While the silbido algorithm gave good results for detection in the artificial data set, and IPRiT failed to detect whistles at high noise levels, the number of false detections by silbido was very high. The low correlation between noise and false alarm rate is probably due to the detection of a strong impulsive component even at low noise levels, and this may or may not be a problem for detection applications, where further filtering steps may reduce the number of false alarms to a level suitable for human analysis. However, for applications requiring the characterization of whistle shapes, false detections are a serious problem. The poor detection performance of IPRiT is likely not relevant in those communication research applications where recordings are high quality with low noise, such as those taken from suction-cup hydrophones or in an aquarium environment. The overall fidelity of IPRiT was far higher than that of silbido and was maintained at higher noise levels, as long as the algorithm succeeded in detecting the whistle. Examination of the DET curves (Fig. 7) indicates that IPRiT is superior to silbido for applications where accuracy is important. Visual inspection of the ridges extracted by the two algorithms (e.g., Fig. 5) would seem to indicate that the performance of silbido suffers where it joins a number of shorter extractions into a single curve, whereas IPRiT appears to detect longer segments of whistle ridges. This is characteristic of the greater stability of the shape-based approach (IPRiT) compared to the peak-joining approach (silbido).

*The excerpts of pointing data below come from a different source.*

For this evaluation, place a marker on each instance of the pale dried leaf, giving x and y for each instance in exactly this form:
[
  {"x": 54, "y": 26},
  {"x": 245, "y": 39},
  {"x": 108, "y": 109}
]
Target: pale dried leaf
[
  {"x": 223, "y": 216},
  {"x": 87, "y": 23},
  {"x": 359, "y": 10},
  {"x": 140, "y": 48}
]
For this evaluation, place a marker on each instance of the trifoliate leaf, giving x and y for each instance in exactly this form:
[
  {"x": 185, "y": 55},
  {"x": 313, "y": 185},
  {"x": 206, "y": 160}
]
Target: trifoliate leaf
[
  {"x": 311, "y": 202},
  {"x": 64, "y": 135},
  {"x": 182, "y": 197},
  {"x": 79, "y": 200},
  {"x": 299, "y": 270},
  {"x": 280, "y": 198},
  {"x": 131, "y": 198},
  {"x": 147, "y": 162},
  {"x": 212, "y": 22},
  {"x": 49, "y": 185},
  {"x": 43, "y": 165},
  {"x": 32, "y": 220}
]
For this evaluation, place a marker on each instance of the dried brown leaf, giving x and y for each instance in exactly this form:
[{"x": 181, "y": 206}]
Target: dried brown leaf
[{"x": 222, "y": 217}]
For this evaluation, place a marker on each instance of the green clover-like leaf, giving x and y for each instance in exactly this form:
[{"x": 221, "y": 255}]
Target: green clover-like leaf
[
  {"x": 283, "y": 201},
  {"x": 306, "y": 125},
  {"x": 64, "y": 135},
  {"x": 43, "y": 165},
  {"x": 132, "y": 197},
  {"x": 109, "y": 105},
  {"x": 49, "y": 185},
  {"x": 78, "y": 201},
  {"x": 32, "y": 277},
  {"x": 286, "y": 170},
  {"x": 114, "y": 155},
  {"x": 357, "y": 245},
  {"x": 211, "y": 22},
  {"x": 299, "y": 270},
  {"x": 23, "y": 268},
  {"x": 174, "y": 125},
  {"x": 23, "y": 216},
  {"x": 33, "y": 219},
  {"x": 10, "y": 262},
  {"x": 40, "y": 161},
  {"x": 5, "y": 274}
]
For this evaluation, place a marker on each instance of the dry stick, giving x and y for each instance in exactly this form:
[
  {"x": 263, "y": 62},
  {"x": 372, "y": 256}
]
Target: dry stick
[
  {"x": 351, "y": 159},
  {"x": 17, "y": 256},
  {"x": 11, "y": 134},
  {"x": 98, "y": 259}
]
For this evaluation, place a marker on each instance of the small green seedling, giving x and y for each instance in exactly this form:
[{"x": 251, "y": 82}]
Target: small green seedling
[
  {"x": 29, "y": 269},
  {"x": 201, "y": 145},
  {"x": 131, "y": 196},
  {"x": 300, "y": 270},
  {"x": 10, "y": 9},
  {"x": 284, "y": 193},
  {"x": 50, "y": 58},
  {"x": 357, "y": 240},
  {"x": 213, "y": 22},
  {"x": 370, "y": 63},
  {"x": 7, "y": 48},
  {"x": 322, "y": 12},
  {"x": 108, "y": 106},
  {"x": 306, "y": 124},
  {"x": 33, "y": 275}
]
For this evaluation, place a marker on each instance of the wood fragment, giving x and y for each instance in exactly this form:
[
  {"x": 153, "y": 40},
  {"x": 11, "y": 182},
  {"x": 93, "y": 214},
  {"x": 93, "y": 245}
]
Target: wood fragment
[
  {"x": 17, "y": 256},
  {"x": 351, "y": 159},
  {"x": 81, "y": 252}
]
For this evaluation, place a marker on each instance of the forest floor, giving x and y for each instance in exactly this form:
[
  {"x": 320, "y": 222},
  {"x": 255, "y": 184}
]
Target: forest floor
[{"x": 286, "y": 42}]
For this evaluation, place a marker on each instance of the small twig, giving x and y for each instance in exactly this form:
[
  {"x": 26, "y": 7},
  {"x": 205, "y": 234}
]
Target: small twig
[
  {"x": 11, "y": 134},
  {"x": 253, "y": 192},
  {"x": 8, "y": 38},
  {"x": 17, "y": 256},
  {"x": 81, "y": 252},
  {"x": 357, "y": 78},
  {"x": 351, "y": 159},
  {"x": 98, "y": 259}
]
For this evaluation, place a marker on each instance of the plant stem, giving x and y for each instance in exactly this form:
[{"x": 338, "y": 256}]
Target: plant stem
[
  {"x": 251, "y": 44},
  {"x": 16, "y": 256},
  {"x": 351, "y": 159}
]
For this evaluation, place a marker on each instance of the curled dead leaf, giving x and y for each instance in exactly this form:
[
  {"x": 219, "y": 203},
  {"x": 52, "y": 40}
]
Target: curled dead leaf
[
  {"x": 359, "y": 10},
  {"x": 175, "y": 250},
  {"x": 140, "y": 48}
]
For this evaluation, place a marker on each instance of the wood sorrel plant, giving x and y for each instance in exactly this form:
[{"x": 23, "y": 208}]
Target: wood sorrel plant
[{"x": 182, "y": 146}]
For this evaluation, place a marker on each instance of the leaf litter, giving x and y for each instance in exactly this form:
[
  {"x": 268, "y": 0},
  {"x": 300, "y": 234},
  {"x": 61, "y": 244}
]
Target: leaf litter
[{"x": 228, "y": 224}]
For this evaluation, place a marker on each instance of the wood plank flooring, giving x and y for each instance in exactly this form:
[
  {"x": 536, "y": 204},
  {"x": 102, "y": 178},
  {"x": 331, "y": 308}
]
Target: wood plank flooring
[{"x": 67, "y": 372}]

This is illustrated particularly in the results of the real-world data set, which tests the overall accuracy of the algorithms by applying them to a behavioral test. The results of each algorithm were passed to a clustering process, which grouped the whistles into natural clusters. IPRiT was fairly accurate in allowing the whistles to be clustered into correct groupings according to the dolphin that produced them, whereas the silbido algorithm did not produce results much better than chance (Fig. 8). This result is despite the fact that we selected only the longest ridge from each recording, so that the large number of false detections by silbido cannot by itself explain the poorer clustering result. This strongly indicates that IPRiT is preferable for the detailed analysis of vocalization structure.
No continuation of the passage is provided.